Santa J. Ono, Ph.D. President at University of Michigan - Ann Arbor | Official website
Santa J. Ono, Ph.D. President at University of Michigan - Ann Arbor | Official website
Faulty ranking systems in AI leaderboards can distort the perceived performance of large language models, according to new research from the University of Michigan. The study examined four ranking methods commonly used in online AI leaderboards such as Chatbot Arena, as well as those found in sports and gaming.
Researchers found that the choice and implementation of a ranking method can lead to different outcomes even when using the same crowdsourced data on model performance. Based on these findings, they developed guidelines for improving how leaderboards represent AI models’ true capabilities.
“Large companies keep announcing newer and larger gen AI models, but how do you know which model is truly the best if your evaluation methods aren’t accurate or well studied?” said Lingjia Tang, associate professor of computer science and engineering and a co-corresponding author of the study.
“Society is increasingly interested in adopting this technology. To do that effectively, we need robust methods to evaluate AI for a variety of use cases. Our study identifies what makes an effective AI ranking system, and provides guidelines on when and how to use them.”
Evaluating generative AI models is challenging because assessments of their outputs can be subjective. While some leaderboards measure accuracy on specific tasks with clear answers, others like Chatbot Arena focus on open-ended output by asking people to compare responses from two random models without knowing which is which. These preferences are then stored in a database for ranking.
However, leaderboard rankings may depend heavily on how these systems are set up. For example, Chatbot Arena previously used Elo—a system popular in chess—that allows users to adjust how much wins or losses affect rankings. But settings that work for athletes may not suit AI models, since AIs don’t change over time like human competitors.
“In chess and sport matches, there’s a logical order of games that proceed as the players’ skills change over their careers. But AI models don’t change between releases, and they can instantly and simultaneously play many games,” said Roland Daynauth, U-M doctoral student in computer science and engineering and the study’s first author.
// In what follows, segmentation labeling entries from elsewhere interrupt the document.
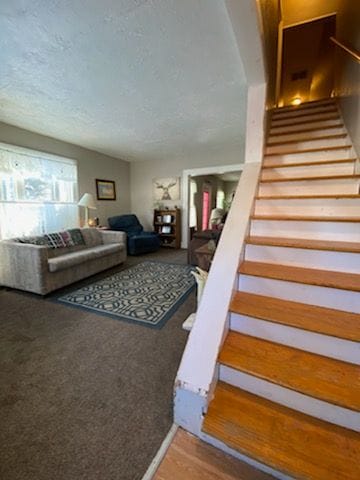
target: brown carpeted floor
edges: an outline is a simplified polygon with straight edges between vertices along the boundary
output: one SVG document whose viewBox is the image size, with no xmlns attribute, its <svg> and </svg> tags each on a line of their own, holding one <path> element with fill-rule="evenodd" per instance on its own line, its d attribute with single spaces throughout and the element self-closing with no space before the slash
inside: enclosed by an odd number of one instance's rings
<svg viewBox="0 0 360 480">
<path fill-rule="evenodd" d="M 127 266 L 149 259 L 186 253 Z M 181 324 L 194 310 L 192 293 L 156 330 L 0 290 L 1 480 L 141 479 L 172 423 Z"/>
</svg>

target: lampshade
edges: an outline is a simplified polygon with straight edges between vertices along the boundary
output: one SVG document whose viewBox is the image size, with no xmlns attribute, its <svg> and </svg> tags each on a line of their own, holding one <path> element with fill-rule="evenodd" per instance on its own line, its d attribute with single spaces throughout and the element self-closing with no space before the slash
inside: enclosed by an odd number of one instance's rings
<svg viewBox="0 0 360 480">
<path fill-rule="evenodd" d="M 91 208 L 92 210 L 96 210 L 94 197 L 91 193 L 84 193 L 84 195 L 80 198 L 78 205 L 80 207 L 87 207 Z"/>
</svg>

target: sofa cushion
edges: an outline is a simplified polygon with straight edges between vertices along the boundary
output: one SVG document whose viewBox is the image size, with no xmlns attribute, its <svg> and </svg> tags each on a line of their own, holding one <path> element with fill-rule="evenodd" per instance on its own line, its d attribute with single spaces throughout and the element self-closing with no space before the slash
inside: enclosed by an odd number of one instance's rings
<svg viewBox="0 0 360 480">
<path fill-rule="evenodd" d="M 48 246 L 47 240 L 44 237 L 44 235 L 38 235 L 36 237 L 19 237 L 19 238 L 13 238 L 12 240 L 18 243 L 29 243 L 31 245 Z"/>
<path fill-rule="evenodd" d="M 58 272 L 65 268 L 79 265 L 80 263 L 91 261 L 94 258 L 100 258 L 112 253 L 124 250 L 124 245 L 119 243 L 109 245 L 97 245 L 95 247 L 85 248 L 73 253 L 65 253 L 59 257 L 49 258 L 48 266 L 50 272 Z"/>
<path fill-rule="evenodd" d="M 125 232 L 128 237 L 138 235 L 143 231 L 143 227 L 137 216 L 133 214 L 110 217 L 108 218 L 108 222 L 111 230 Z"/>
</svg>

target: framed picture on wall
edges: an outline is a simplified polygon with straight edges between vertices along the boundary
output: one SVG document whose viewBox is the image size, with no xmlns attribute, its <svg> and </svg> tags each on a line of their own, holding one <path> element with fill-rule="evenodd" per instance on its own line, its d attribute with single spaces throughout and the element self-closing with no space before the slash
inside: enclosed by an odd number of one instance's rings
<svg viewBox="0 0 360 480">
<path fill-rule="evenodd" d="M 98 200 L 116 200 L 115 182 L 112 180 L 95 179 L 96 197 Z"/>
</svg>

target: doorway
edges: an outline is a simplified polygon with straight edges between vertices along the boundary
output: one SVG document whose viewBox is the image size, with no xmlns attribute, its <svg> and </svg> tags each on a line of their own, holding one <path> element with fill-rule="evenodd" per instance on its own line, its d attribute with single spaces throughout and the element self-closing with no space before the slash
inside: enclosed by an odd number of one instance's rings
<svg viewBox="0 0 360 480">
<path fill-rule="evenodd" d="M 330 37 L 335 31 L 335 14 L 282 30 L 280 107 L 331 96 L 335 47 Z"/>
<path fill-rule="evenodd" d="M 225 213 L 230 208 L 242 169 L 243 164 L 235 164 L 183 171 L 182 248 L 188 248 L 189 240 L 195 231 L 206 230 L 211 221 L 220 222 L 223 217 L 221 210 Z M 206 219 L 203 216 L 205 191 L 209 194 Z"/>
</svg>

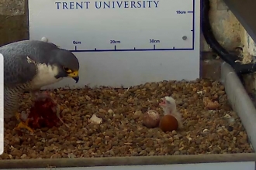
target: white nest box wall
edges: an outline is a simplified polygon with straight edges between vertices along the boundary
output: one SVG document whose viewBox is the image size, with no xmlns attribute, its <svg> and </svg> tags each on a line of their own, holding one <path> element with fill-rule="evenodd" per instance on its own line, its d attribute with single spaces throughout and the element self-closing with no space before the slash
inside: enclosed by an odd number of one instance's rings
<svg viewBox="0 0 256 170">
<path fill-rule="evenodd" d="M 199 77 L 199 0 L 29 0 L 29 15 L 30 39 L 47 39 L 80 62 L 78 83 L 47 88 Z"/>
</svg>

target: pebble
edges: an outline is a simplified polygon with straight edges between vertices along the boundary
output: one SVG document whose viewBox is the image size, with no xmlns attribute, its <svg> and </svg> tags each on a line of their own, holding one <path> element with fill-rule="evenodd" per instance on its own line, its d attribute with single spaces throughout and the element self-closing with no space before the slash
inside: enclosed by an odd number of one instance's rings
<svg viewBox="0 0 256 170">
<path fill-rule="evenodd" d="M 128 89 L 85 87 L 51 91 L 65 112 L 62 125 L 36 130 L 33 136 L 12 130 L 17 122 L 5 122 L 4 154 L 0 159 L 61 158 L 80 157 L 149 156 L 251 153 L 247 135 L 239 117 L 231 110 L 220 82 L 162 81 Z M 182 129 L 164 133 L 159 128 L 143 126 L 143 113 L 152 109 L 161 117 L 158 101 L 171 96 L 182 115 Z M 209 111 L 203 98 L 217 101 L 220 107 Z M 21 110 L 30 107 L 25 94 Z M 158 100 L 158 101 L 157 101 Z M 92 114 L 102 124 L 88 124 Z M 224 118 L 226 115 L 226 117 Z M 229 121 L 230 117 L 234 121 Z"/>
</svg>

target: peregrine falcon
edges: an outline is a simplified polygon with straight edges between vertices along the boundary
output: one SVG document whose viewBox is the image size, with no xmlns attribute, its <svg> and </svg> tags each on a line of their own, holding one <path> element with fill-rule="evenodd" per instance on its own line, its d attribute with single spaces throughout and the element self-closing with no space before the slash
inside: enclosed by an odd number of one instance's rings
<svg viewBox="0 0 256 170">
<path fill-rule="evenodd" d="M 5 117 L 15 114 L 19 121 L 19 102 L 25 91 L 39 91 L 64 77 L 79 80 L 76 56 L 53 43 L 23 40 L 1 46 L 0 53 L 4 56 Z M 33 132 L 27 122 L 20 121 L 16 128 Z"/>
</svg>

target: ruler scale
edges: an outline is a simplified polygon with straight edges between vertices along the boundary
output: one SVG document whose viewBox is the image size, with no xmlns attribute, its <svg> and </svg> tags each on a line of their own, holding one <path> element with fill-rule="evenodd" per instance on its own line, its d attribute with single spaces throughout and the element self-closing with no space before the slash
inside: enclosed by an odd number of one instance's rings
<svg viewBox="0 0 256 170">
<path fill-rule="evenodd" d="M 78 83 L 50 88 L 195 80 L 199 15 L 195 0 L 29 0 L 30 39 L 68 49 L 81 63 Z"/>
</svg>

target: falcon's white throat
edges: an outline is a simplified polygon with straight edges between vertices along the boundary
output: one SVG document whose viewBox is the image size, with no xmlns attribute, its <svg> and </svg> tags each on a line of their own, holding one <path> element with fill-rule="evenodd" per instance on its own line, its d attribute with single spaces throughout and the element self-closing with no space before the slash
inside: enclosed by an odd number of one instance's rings
<svg viewBox="0 0 256 170">
<path fill-rule="evenodd" d="M 33 88 L 41 88 L 43 86 L 55 83 L 62 78 L 56 79 L 55 76 L 58 73 L 58 68 L 56 66 L 47 64 L 37 64 L 37 74 L 32 80 Z"/>
</svg>

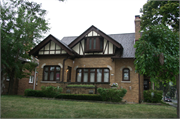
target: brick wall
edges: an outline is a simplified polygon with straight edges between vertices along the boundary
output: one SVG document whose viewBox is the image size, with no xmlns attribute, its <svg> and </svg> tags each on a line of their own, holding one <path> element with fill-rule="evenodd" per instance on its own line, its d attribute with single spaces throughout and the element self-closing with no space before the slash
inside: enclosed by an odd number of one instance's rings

To test each rating system’s effectiveness, researchers analyzed portions of two crowdsourced datasets—one from Chatbot Arena—and checked whether each system’s rankings matched actual win rates in withheld data. They also evaluated sensitivity to user settings and logical consistency across pairwise comparisons: if A beats B and B beats C, then A should outrank C.
The Glicko system—used in e-sports—produced the most consistent results when comparisons were uneven among models. Other systems like Bradley-Terry (adopted by Chatbot Arena in December 2023) could also be accurate but only when all models had an equal number of head-to-head matchups; otherwise, they might favor newer entrants unfairly.
“Just because a model comes onto the scene and beats a grandmaster doesn’t necessarily mean it’s the best model. You need many, many games to know what the truth is,” said Jason Mars, U-M associate professor of computer science and engineering and a co-corresponding author of the study.
Elo-based rankings—as well as Markov Chains (used by Google for web search)—were highly dependent on user configuration choices. In contrast, Bradley-Terry lacks adjustable settings but works best with balanced datasets where every model has faced every other model equally often.
“There’s no single right answer, so hopefully our analysis will help guide how we evaluate the AI industry moving forward,” Tang said.
The research was supported by funding from the National Science Foundation.